5. Conclusions
The methodology proposed in this paper for ranking efficient and inefficient DMUs based on dominance measures derived from social network analysis has several advantages. First, the network that is built represents graphically the relationships between an inefficient DMU and its reference set. This simplifies the interpretation of the role played by each DMU within the set. Furthermore, allows managers to visualize the network relations between DMUs. Second, the modified bidimensional hubs and authorities measure provides a basis for ranking efficient and inefficient units. The values of hubs and authorities reflect the following desirable properties for ranking methods: Property
1. Efficient DMU’s are always ranked above inefficient units. (Since the set of authorities coincides with the set of efficient units) Property
2. The ranking of an efficient unit is higher when an inefficient unit that contains the efficient DMU in its reference set represents a good benchmark (the ranking of an efficiency unit is larger when the inefficient units that contain the efficient DMU in their reference sets represent “good” hubs, i.e., their reference sets contains efficient DMUs that are also good examples of management practices for the other DMUs).
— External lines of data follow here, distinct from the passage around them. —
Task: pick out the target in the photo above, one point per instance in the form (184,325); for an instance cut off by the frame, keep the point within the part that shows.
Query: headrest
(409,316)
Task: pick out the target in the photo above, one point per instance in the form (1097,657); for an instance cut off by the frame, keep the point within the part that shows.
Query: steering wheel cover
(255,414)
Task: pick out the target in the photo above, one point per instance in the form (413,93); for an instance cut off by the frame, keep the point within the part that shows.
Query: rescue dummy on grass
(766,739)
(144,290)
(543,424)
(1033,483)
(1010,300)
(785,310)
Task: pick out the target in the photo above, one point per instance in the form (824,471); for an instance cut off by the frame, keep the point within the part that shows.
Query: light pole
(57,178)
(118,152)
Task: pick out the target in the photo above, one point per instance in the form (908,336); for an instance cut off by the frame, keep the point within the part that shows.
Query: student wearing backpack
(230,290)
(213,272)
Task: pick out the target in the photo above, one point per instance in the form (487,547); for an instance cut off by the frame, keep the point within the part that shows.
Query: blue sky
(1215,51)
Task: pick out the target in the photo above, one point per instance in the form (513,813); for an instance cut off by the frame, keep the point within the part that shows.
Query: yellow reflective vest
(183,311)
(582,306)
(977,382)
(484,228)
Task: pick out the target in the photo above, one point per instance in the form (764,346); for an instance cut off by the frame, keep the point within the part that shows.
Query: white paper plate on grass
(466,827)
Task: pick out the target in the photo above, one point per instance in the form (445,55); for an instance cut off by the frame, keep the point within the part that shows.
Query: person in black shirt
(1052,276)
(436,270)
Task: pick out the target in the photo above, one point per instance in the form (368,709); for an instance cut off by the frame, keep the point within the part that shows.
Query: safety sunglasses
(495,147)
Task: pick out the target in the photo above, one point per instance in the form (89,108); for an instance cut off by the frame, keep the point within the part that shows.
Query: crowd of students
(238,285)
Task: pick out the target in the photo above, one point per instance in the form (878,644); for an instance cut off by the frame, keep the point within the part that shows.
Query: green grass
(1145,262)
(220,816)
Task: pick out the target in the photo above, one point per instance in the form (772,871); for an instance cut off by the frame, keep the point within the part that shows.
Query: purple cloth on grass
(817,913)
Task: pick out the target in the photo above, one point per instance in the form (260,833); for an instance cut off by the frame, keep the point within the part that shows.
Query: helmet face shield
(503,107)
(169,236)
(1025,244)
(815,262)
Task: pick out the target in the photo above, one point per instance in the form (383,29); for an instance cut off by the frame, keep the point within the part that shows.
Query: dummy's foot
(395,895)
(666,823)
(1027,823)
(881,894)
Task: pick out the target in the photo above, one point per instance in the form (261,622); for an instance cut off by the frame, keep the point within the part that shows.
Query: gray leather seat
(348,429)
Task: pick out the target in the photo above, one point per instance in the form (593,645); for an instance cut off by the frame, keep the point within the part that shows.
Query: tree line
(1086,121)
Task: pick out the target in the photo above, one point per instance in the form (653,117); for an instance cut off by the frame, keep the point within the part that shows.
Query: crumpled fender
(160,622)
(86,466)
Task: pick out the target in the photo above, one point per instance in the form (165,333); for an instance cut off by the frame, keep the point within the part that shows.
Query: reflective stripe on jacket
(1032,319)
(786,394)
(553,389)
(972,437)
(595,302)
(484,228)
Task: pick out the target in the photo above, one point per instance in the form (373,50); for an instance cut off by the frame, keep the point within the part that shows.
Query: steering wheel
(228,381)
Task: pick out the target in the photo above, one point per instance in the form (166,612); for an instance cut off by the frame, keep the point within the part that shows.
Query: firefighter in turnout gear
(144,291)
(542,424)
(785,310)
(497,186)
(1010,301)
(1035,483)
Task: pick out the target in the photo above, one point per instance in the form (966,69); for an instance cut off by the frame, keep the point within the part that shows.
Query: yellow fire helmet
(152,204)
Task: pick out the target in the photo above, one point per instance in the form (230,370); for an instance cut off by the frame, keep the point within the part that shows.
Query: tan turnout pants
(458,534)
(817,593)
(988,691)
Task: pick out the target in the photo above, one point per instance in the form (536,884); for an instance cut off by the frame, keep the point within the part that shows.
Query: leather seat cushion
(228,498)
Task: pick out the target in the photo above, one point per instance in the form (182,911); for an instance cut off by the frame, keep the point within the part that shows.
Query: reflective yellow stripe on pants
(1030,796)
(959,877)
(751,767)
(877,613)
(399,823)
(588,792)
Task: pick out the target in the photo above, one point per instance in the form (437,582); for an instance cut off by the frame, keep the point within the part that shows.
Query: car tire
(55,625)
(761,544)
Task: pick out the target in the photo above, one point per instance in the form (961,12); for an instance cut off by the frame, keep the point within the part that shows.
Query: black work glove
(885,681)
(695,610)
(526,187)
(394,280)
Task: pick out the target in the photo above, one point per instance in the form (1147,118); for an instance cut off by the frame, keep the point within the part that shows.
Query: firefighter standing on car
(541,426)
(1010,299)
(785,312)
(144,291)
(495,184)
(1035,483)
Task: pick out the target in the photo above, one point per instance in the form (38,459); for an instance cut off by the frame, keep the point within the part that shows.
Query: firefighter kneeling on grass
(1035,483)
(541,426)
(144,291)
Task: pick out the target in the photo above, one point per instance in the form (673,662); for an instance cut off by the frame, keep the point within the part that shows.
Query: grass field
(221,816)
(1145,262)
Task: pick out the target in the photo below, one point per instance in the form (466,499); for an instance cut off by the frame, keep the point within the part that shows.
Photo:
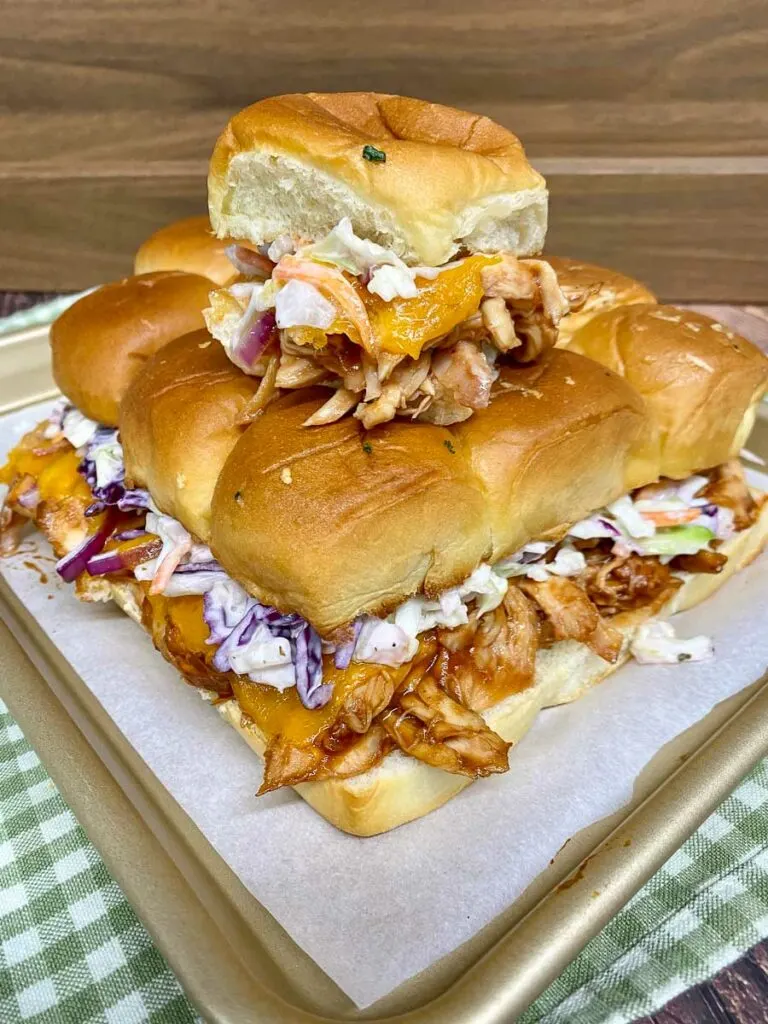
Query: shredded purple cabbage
(114,493)
(343,654)
(232,626)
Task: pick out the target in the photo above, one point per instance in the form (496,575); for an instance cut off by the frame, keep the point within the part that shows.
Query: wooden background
(648,117)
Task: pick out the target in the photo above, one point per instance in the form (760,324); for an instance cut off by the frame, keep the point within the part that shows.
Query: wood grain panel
(692,238)
(65,235)
(650,119)
(572,76)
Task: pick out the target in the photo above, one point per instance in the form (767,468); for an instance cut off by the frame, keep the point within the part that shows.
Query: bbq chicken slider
(389,254)
(382,613)
(100,342)
(187,245)
(591,290)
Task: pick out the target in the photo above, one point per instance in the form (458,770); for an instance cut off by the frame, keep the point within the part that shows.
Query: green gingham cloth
(72,949)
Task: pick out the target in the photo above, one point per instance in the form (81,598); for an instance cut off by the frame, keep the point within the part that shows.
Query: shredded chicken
(288,764)
(518,315)
(297,371)
(616,584)
(534,299)
(728,487)
(499,322)
(428,724)
(406,380)
(337,406)
(265,392)
(493,656)
(572,615)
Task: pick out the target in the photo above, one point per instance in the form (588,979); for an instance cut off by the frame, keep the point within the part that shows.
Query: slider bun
(401,788)
(333,521)
(700,381)
(178,422)
(100,343)
(603,290)
(186,245)
(452,180)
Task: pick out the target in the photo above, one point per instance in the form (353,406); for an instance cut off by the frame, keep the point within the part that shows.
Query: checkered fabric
(699,912)
(72,950)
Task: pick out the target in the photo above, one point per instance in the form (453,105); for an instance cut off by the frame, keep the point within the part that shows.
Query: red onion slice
(76,562)
(251,346)
(107,561)
(343,654)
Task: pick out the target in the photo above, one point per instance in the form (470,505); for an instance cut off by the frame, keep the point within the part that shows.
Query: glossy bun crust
(334,521)
(591,290)
(101,342)
(701,382)
(440,179)
(178,422)
(187,245)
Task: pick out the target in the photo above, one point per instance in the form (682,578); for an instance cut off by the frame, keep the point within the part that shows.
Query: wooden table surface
(738,994)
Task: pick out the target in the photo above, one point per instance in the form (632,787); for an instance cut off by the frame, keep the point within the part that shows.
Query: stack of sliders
(381,609)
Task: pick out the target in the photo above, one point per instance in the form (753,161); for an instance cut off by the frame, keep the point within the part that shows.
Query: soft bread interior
(400,788)
(420,178)
(268,196)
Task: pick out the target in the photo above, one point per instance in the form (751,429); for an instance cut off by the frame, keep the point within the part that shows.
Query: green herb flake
(374,155)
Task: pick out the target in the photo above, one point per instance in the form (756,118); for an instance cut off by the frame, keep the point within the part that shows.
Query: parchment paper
(373,912)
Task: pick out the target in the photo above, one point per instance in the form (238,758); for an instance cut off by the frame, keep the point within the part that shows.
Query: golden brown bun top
(186,245)
(451,179)
(333,521)
(591,289)
(700,381)
(178,421)
(100,342)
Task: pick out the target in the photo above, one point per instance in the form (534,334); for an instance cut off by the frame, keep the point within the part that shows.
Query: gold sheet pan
(233,960)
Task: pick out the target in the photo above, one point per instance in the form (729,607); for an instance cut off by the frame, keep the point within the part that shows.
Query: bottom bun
(401,788)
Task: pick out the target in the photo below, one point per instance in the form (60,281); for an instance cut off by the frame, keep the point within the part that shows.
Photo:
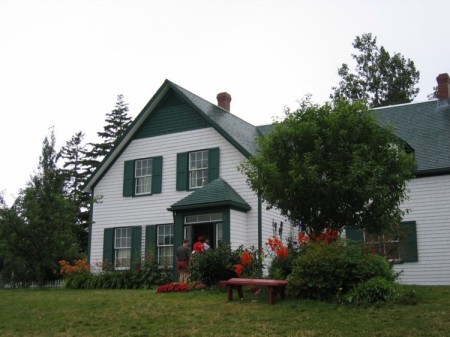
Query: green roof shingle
(426,128)
(215,194)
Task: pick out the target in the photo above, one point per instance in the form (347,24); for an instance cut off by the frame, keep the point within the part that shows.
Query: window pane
(143,176)
(198,168)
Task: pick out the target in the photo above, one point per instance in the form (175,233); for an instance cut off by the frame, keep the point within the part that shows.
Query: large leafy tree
(117,121)
(39,229)
(331,166)
(76,171)
(379,78)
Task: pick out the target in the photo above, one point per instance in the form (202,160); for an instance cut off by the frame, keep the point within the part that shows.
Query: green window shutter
(182,171)
(136,233)
(213,164)
(108,246)
(128,178)
(150,238)
(156,174)
(408,242)
(354,234)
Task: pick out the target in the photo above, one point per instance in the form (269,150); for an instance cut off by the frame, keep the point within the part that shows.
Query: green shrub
(144,275)
(281,268)
(214,265)
(323,271)
(377,289)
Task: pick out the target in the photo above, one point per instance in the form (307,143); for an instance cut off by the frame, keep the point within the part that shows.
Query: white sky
(63,62)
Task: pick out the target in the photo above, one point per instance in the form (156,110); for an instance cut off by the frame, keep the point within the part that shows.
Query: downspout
(259,223)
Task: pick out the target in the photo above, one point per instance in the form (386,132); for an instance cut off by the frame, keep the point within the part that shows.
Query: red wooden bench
(274,286)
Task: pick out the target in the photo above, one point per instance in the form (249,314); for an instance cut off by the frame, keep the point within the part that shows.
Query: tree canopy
(39,229)
(330,166)
(117,121)
(379,78)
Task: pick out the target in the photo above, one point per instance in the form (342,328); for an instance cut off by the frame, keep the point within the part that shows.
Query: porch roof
(218,193)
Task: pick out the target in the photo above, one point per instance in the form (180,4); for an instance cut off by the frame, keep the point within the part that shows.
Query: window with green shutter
(122,247)
(142,177)
(398,245)
(197,168)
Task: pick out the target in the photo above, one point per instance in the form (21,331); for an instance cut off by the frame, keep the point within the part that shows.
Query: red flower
(246,258)
(239,269)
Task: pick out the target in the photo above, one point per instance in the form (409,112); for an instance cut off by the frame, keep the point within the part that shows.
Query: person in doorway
(206,245)
(183,258)
(199,246)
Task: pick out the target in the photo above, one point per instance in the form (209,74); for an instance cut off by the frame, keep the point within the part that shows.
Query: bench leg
(230,292)
(230,288)
(272,293)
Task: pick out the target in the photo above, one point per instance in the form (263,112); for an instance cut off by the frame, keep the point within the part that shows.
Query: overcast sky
(63,62)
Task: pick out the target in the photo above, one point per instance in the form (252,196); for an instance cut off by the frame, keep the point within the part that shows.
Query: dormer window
(143,176)
(198,169)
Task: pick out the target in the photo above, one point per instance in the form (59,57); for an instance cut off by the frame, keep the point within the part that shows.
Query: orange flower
(239,269)
(246,258)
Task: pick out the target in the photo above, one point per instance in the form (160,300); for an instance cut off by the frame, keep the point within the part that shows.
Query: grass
(207,313)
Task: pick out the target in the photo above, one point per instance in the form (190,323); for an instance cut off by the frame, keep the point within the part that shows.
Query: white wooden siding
(429,205)
(238,224)
(114,210)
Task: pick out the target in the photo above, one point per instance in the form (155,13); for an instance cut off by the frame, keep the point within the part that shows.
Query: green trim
(354,234)
(157,174)
(91,217)
(433,172)
(150,237)
(128,178)
(213,163)
(108,246)
(182,171)
(136,236)
(226,226)
(408,246)
(259,222)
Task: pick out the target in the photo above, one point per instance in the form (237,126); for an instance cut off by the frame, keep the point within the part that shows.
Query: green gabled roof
(426,128)
(238,132)
(218,193)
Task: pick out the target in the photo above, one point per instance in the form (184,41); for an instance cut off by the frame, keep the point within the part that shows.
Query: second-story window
(198,168)
(143,176)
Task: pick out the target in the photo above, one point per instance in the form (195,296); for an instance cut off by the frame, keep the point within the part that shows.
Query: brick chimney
(223,100)
(443,89)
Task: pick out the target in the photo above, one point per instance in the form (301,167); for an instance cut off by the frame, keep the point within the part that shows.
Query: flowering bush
(277,247)
(250,263)
(79,266)
(173,287)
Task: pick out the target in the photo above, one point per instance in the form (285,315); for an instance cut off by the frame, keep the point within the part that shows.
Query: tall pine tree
(117,121)
(76,172)
(380,79)
(39,229)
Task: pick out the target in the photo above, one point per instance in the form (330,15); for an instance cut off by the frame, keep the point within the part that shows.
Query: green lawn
(207,313)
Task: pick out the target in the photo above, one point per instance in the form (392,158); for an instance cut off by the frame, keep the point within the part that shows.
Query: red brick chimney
(443,89)
(223,100)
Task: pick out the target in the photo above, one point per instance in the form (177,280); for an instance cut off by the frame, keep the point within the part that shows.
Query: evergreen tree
(117,121)
(39,229)
(379,78)
(76,173)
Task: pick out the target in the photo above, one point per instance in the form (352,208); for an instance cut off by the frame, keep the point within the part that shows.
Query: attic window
(143,176)
(198,168)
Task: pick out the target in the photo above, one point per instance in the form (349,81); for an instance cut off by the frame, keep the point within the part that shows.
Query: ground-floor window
(122,248)
(398,245)
(165,244)
(205,225)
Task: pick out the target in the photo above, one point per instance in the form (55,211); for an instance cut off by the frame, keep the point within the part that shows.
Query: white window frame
(164,243)
(122,248)
(143,176)
(198,169)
Property
3. An efficient DMU that is not a reference for any inefficient DMU must be ranked after the remaining efficient DMUs. In this situation, as noted by Charnes et al. (1978), the efficient unit does not act as a benchmark for any inefficient DMU except itself, which is the case of a self-evaluator. (The efficient DMUs that are not references for any inefficient DMU have an authority weight equal to zero.) Property
4. The ranking method can be used independently of the DEA model assumption (CRS, VRS, super-efficiency, etc.)